Above the roof deck, the parapet height allowed us to increase the rigid insulation depth and install a reflective TPO roof membrane and thin-film photovoltaics in lieu of the original asphaltic roof membrane, which had very minimal insulation. Because the existing windows and doors were in such an advanced state of decay, we had an easier time gaining support from the Urban Design Commission (UDC) for their replacement. But, we needed to carefully consider the spacing of mullions and stiles relative to the façade’s existing aesthetic composition and select new window sill bricks that matched the color and character of the building’s existing face brick.
HPB: The Edge is operating with an annual energy use intensity (EUI) of 33.7 kBtu/ft2, resulting in an Energy Star score of 92. What are the biggest contributors to its energy-efficient operations?
The biggest contributors are:
- All stud cavities are super-insulated with spray foam to achieve an R-22 rating;
- The roof is insulated with 5 in. of polyisocyanurate to achieve an R-32 rating;
- Occupancy sensors, daylight monitors, efficient light fixtures, and zoned lighting;
- 5 kW thin-film rooftop photovoltaic system;
- White thermoplastic polyolefin (TPO) membrane roof finish with a solar reflectance (SRI) value of 98; and
- High performing HVAC system with zoned controls.
HPB: The 2015 Green Building Adoption Index found that 62% of office buildings in the U.S. greater than 500,000 ft2 are considered “green” (holding an Energy Star label and/or LEED certification). In contrast, only 5% of all U.S. office buildings less than 100,000 ft2 qualified as green. At just over 9,000 ft2 and holding two LEED Platinum certifications, the Edge bucks this trend as a small, but energy-efficient and sustainable office building. What are the obstacles and challenges owners of smaller office buildings face when it comes to improving energy efficiency, and how can these challenges be overcome?
Evans: Epsten Group is more equipped than many owners to complete a LEED Platinum-level renovation because of in-house LEED consultants, experienced designers, and a commissioning department. We understood many of the challenges and expectations before beginning the project, and therefore, were able to plan accordingly. The biggest obstacle is finding the right team to help the owner achieve their sustainability goals.
HPB: Ongoing personnel training and education are part of the operational policies at The Edge. Epsten Group creates a bi-monthly newsletter to inform occupants of potential energy- and water-saving strategies, and building performance. What role do occupants play in maintaining and operating a high performance building?

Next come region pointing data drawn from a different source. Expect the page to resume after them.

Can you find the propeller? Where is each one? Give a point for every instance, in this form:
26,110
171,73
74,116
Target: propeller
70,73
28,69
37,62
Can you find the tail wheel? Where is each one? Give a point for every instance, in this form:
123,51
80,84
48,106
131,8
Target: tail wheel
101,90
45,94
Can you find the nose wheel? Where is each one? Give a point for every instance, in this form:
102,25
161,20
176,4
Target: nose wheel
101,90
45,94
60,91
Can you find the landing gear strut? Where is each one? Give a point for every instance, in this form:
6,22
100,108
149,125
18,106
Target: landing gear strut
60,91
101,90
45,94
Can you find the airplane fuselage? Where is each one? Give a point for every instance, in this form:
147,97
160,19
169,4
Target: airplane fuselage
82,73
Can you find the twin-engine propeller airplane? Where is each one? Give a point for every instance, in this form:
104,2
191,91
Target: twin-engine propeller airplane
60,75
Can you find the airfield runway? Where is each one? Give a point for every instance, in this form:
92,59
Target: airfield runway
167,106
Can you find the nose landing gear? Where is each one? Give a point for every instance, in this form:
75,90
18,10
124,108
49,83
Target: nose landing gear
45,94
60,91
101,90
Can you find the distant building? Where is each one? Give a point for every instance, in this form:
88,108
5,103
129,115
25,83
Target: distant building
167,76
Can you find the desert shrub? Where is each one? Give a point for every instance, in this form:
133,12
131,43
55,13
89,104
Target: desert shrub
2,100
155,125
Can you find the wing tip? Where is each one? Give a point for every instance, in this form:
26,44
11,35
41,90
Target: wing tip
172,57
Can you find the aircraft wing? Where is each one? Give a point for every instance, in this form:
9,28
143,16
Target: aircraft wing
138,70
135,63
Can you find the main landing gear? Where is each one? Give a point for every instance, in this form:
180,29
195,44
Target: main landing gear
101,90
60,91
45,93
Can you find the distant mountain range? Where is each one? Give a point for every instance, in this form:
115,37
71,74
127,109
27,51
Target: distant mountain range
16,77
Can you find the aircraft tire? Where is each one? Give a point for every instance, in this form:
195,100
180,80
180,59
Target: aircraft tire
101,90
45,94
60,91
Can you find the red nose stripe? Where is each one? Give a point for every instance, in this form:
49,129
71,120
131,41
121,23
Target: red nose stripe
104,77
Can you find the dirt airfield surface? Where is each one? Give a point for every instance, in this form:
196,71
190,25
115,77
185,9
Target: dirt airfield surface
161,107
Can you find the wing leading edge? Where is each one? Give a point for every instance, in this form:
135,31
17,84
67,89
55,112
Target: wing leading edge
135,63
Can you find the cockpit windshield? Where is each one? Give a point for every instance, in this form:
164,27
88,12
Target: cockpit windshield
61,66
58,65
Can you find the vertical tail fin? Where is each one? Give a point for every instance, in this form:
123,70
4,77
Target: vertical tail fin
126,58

Evans: While we have the capabilities to continually track energy and water use, the building user provides information about the environmental quality of the space and maintenance issues. This is essential information for maintaining a high-performance office.
HPB: Epsten Group offers a $30 a month incentive to employees to use alternative commuting options, resulting in a 45% rate of employees using these options (a rate far higher than typical for Atlanta commuters). What perceptions or challenges did employees overcome in the switch to alternative commuting options, and what reasons do these employees give for their resulting improved happiness in their daily commutes?
Evans: Getting out of the habit of jumping in your car for every trip can be a big obstacle when developing an alternative commute strategy. Our program did not develop overnight. As employees started to share their commuting experiences, more employees started to jump on the bandwagon. Atlanta is known for its terrible traffic, and employees that do not have to deal with the traffic daily report added commuting satisfaction.